The five artists in ‘Second Glances’ each approach the figurative in art with a unique vision. What they share is a fascination with popular culture; with taking the plethora of imagery and narratives produced by the mass media – often starting with source material that is either printed or photographic – and through the processes of painting and drawing discovering a way of exploring deeply personal concerns, thus creating a sense of purpose and identity from the everyday and things that are often considered ephemeral or are easily ignored. Often it takes a second reading – or glance – to more fully begin to understand the artists’ intentions.
Michael Davies’ paintings and drawings are wry meditations on desire and mortality, their sources ranging from the artist’s own and family snapshots to anonymous, found images. His depictions of people engaged in seemingly inconsequential activity, mundane street scenes and institutional and domestic interiors on closer inspection reveal a search for the transcendent; every object, situation and denizen becoming an ominous herald of the unknown.
Nick Fox transforms the found taboo image and context into one of intimacy and emotive experience; creating tantalising idylls and elusive narratives of an Eden after the fall where innocence has been banished. In his series of delicately observed figurative pencil drawings he transforms found images from pornography into ones of intimate and emotive experience in which languorous male figures emerge from the surface of the paper.
Stephen Palmer transcribes the ephemera of everyday life – from second-hand records to newspaper clippings (often obituaries or reports of a noted individual’s death) – into paint and pencil with exquisite precision. His coolly analytical approach belies a longing to create an order from the chaos of the mundane, as well as a wistful nostalgia for the simpler pleasures of his youth. This process of transcription – reproducing faithfully every nuance, every discolouration, crease or tear in the original – confers a sense of importance, value and permanence to objects and events that would otherwise be seen as the refuse of our disposable culture.
Narbi Price is interested in perceived histories of locations and how painting can question the understanding of architectural and pictorial space. He challenges the conventions of photographically derived painting in terms of paint application and composition, and in blurring the line between the figurative and the abstract. His paintings are derived from photographs taken on trips to places that have witnessed a range of events, whether from significant moments in music, film and TV, or from whimsical acts through to brutal murders and tragic deaths, all of which have spawned folklore.

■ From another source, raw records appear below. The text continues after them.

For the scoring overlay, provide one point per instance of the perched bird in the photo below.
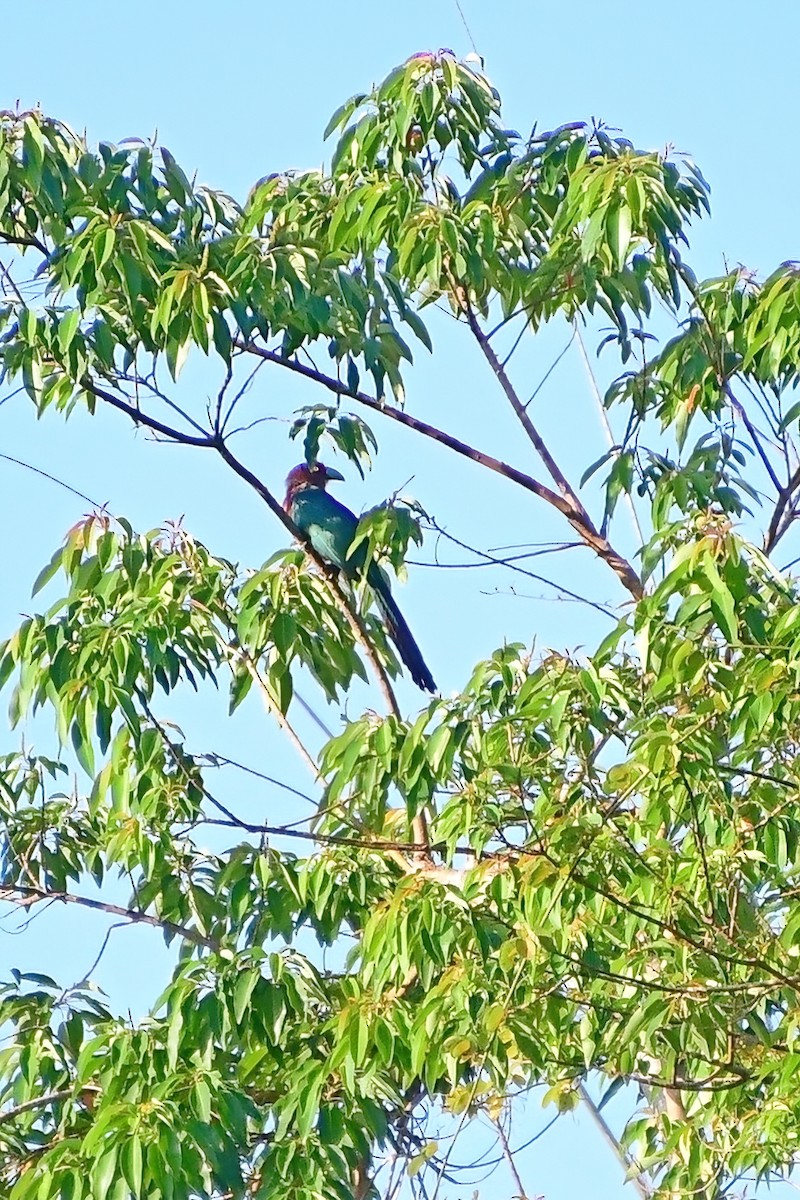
(331, 528)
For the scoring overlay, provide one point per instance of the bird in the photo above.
(330, 528)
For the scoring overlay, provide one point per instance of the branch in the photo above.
(353, 617)
(781, 519)
(25, 897)
(578, 520)
(151, 423)
(215, 442)
(38, 1102)
(25, 243)
(626, 1162)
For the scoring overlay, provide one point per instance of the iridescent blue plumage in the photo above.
(331, 528)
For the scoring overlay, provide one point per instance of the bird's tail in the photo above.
(401, 634)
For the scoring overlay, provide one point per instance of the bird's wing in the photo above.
(330, 526)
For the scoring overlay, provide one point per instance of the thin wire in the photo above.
(469, 33)
(37, 471)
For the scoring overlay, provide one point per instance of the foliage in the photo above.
(579, 868)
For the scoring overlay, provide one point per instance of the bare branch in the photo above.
(25, 897)
(578, 520)
(38, 1102)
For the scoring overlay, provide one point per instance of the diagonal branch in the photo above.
(521, 412)
(215, 442)
(24, 897)
(37, 1102)
(577, 516)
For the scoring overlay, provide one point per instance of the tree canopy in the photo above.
(584, 864)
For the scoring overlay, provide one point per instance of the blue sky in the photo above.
(239, 91)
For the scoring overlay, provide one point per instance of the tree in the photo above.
(584, 865)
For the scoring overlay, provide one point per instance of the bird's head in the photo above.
(305, 474)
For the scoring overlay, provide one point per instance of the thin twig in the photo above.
(24, 897)
(577, 519)
(624, 1158)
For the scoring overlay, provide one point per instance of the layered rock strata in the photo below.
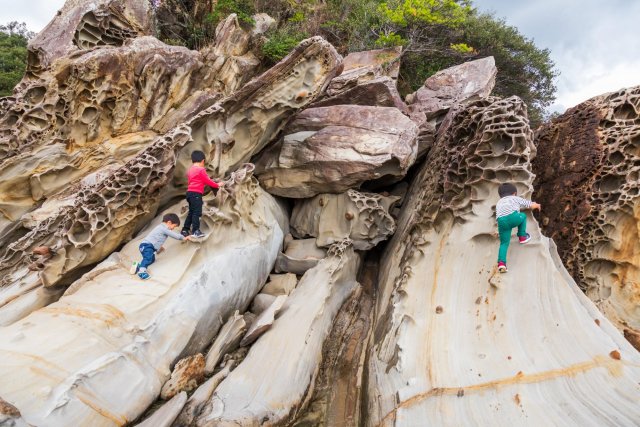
(333, 149)
(292, 349)
(102, 216)
(96, 110)
(429, 104)
(588, 173)
(119, 336)
(453, 337)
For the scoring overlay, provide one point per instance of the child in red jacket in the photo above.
(197, 179)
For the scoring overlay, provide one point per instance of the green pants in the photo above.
(505, 225)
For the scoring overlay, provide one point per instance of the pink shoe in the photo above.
(502, 267)
(524, 239)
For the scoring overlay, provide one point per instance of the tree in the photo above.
(523, 69)
(14, 38)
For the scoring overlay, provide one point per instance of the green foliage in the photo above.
(411, 12)
(244, 9)
(435, 34)
(461, 48)
(13, 55)
(524, 69)
(280, 43)
(390, 40)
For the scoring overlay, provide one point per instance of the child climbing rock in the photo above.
(152, 244)
(197, 179)
(509, 216)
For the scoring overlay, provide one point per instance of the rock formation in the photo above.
(429, 104)
(362, 218)
(294, 349)
(119, 335)
(588, 183)
(94, 148)
(332, 149)
(453, 342)
(118, 205)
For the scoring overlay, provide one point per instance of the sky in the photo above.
(594, 43)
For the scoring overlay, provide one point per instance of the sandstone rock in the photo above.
(587, 181)
(116, 337)
(118, 206)
(300, 256)
(380, 92)
(96, 110)
(332, 149)
(467, 81)
(10, 416)
(280, 284)
(361, 217)
(186, 375)
(292, 349)
(85, 24)
(521, 339)
(166, 415)
(201, 396)
(362, 67)
(227, 340)
(263, 322)
(261, 302)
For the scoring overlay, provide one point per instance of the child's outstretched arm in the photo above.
(208, 180)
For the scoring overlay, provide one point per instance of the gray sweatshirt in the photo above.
(159, 235)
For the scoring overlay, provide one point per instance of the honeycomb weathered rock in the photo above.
(450, 332)
(361, 217)
(106, 214)
(100, 355)
(98, 109)
(588, 181)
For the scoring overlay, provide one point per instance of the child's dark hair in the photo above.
(197, 156)
(507, 189)
(172, 218)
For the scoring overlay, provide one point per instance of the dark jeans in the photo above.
(148, 255)
(192, 223)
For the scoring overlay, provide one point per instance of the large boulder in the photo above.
(96, 110)
(332, 149)
(100, 355)
(451, 334)
(429, 104)
(288, 356)
(101, 217)
(587, 180)
(362, 67)
(82, 25)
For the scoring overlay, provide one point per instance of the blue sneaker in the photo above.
(524, 239)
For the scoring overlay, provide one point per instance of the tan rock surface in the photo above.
(429, 104)
(227, 340)
(280, 284)
(361, 217)
(292, 349)
(300, 256)
(522, 348)
(332, 149)
(186, 376)
(588, 175)
(116, 336)
(118, 205)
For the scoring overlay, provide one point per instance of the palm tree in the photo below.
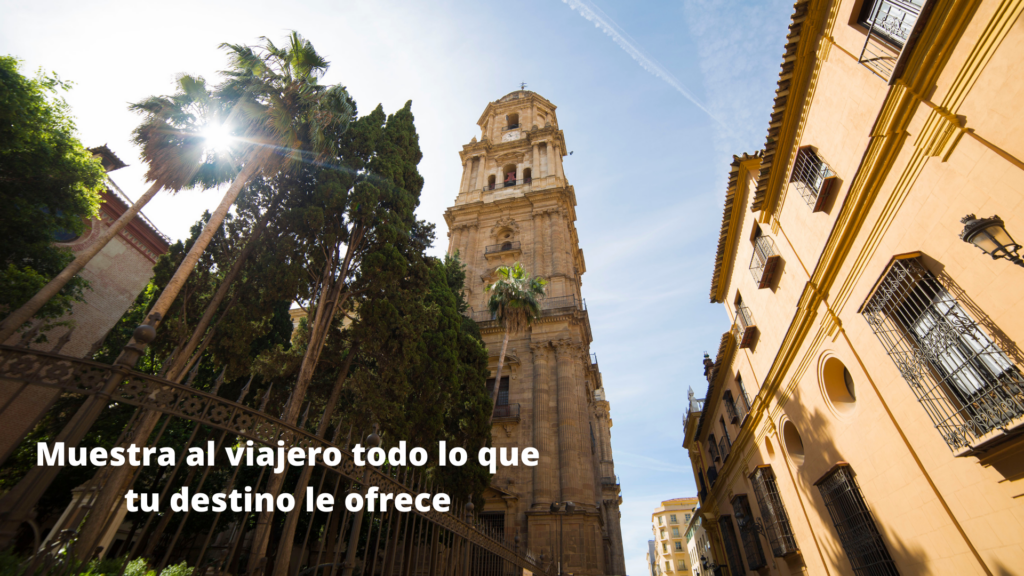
(174, 146)
(513, 303)
(276, 116)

Flora Whiteley’s oil paintings, watercolours and drawings explore how objects in space create a form of open ‘abstract’ dialogue with each other and the audience. She creates filmic and stage-like spaces from layers of source material; combining personal artefacts with found images: holiday snaps, film stills, newspaper cuttings, and art history books, to create enigmatic, suggestive scenes. Using a collage aesthetic, Whiteley creates ‘quiet moments between the action’, where empty rooms and figures in ambiguous activity are slowed to the moment before standstill.